Depuis 2009, le dépistage de la trisomie 21 repose essentiellement sur le dosage des marqueurs sériques à partir de prélèvements sanguins combiné avec la mesure de la clarté nucale par échographie. Ce dépistage combiné est réalisé à la fin du premier trimestre de la grossesse.

En fonction de la synthèse de ce double examen et de l'âge de la femme enceinte, le risque pour le fœtus d'être porteur de la trisomie 21 peut être évalué. Si ce niveau de risque est supérieur ou égal à 1 sur 250, un caryotype fœtal est proposé aux femmes enceintes afin d'établir le diagnostic. Cet examen n'est pas sans risque puisque selon la littérature scientifique récente, le risque de perte du fœtus est compris entre 0.1 % et 1%. En 2014, 18 500 caryotypes fœtaux ont ainsi été réalisés et ont permis de diagnostiquer 750 fois la trisomie 21. Ce qui donne des milliers d'examens invasifs finalement inutilement risqués.

Près de 17 000 examens invasifs inutiles sont pratiqués chaque année en France sur les femmes enceintes

Si la HAS met à jour ses recommandations c'est d'abord pour affiner l'évaluation du risque, mieux cibler les femmes enceintes et diminuer le nombre de caryotypes inutiles. L'objectif de la HAS est d'améliorer de 15 % les taux de détection et de diviser par quatre le nombre de caryotypes fœtaux.
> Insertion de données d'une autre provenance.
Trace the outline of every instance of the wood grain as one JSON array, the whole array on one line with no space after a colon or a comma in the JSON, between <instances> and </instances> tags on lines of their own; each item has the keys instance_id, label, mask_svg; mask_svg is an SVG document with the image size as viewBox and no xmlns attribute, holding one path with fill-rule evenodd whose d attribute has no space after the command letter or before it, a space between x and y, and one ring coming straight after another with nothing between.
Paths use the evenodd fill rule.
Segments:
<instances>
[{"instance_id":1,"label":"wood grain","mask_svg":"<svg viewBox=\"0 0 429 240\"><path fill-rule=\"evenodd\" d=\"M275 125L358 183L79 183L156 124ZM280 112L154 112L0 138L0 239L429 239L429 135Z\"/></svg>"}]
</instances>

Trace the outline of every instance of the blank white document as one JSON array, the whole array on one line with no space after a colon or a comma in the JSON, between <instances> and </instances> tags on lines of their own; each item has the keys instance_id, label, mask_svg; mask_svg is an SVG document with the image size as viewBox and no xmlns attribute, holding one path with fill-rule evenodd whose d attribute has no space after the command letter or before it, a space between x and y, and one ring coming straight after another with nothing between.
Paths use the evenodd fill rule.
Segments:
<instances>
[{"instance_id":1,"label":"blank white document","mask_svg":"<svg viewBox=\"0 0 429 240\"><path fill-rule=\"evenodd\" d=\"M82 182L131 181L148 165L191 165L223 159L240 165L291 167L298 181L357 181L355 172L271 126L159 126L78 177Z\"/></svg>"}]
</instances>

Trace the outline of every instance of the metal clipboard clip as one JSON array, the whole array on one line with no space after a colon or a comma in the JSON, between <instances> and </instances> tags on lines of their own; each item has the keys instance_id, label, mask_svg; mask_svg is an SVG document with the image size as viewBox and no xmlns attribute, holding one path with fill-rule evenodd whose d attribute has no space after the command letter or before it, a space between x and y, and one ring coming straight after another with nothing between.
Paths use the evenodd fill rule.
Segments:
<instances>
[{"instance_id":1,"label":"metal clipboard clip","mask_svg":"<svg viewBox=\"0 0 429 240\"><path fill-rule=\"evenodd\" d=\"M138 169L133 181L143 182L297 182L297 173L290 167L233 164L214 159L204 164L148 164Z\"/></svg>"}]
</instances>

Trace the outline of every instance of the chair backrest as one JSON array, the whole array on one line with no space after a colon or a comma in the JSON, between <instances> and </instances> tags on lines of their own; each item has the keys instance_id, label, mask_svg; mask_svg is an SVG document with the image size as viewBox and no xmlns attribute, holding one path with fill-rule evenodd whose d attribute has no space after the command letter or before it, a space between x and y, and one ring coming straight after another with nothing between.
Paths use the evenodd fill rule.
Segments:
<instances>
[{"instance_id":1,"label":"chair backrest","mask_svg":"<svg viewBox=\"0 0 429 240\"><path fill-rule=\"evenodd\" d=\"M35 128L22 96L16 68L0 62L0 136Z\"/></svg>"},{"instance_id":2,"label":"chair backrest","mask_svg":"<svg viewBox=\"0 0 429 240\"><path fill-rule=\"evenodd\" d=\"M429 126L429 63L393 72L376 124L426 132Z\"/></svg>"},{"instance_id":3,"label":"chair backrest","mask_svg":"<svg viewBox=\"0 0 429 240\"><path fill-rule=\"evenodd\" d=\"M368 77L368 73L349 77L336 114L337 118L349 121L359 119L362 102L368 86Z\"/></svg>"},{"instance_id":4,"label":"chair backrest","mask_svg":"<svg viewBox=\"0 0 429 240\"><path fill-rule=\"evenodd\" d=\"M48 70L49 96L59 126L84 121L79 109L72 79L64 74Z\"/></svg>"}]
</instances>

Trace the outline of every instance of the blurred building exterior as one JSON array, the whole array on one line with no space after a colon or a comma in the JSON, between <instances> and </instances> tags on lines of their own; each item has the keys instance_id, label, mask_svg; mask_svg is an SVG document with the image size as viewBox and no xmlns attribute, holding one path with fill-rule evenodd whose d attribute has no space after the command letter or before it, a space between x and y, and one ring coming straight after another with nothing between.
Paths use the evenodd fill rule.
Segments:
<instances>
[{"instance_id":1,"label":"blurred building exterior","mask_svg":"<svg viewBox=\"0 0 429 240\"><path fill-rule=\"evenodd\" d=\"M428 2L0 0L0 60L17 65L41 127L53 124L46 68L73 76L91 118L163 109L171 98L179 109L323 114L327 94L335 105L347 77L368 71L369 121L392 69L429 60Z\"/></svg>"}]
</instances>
Les nouvelles recommandations consistent donc à proposer le test ADN libre circulant de la trisomie 21 après un dépistage combiné du 1er trimestre aux femmes dont le niveau de risque estimé est compris entre 1 sur 1000 et 1 sur 51. La place du caryotype fœtal reste inchangée : seul cet examen permet de poser le diagnostic. Pour les femmes dont le risque est supérieur ou égal à 1 sur 50, la HAS maintient sa recommandation de leur proposer d’emblée la réalisation d’un caryotype fœtal, mais en intégrant la possibilité pour celles qui le souhaiteraient de réaliser dans un premier temps un test ADN.


La place du caryotype fœtal demeure inchangée

Les tests ADN libre circulant de la T21 (ADNlcT21) consistent à rechercher une surreprésentation du nombre de copies du chromosome 21 dans l’ADN libre circulant dans le sang maternel sans différencier l'ADN fœtal de l'ADN maternel. Leur efficacité a été estimée à 99% par la HAS en 2015.


En dépit de leur absence de prise en charge par l'Assurance maladie, ces tests dont le coût est de l'ordre de 390 € sont déjà pratiqués en France et les conditions d'accès et de mis en œuvre sont hétérogènes. Pour remédier à cette situation et homogénéiser les pratiques, la HAS recommande donc la mise en œuvre d’un système d’assurance-qualité pour la réalisation des tests et d'une démarche d’accréditation des laboratoires de biologie médicale. Elle sollicite également les réseaux de périnatalité et les centres pluridisciplinaires de diagnostic prénatal pour définir les modalités de formation et d'informations des professionnels de santé.

Selon les calculs de la HAS, environ 58 000 femmes enceintes pourraient ainsi être concernées par un test ADN libre circulant, 11 000 caryotypes fœtaux seraient évités  et 165 cas supplémentaires de trisomie 21 seraient diagnostiqués chaque année au stade pré-natal. Le coût total serait de 18 millions d’euros pour l’Assurance maladie.

Le dossier de la prise en charge par l'Assurance Maladie de ces tests de dépistage est désormais sur le bureau de la nouvelle ministre de la santé.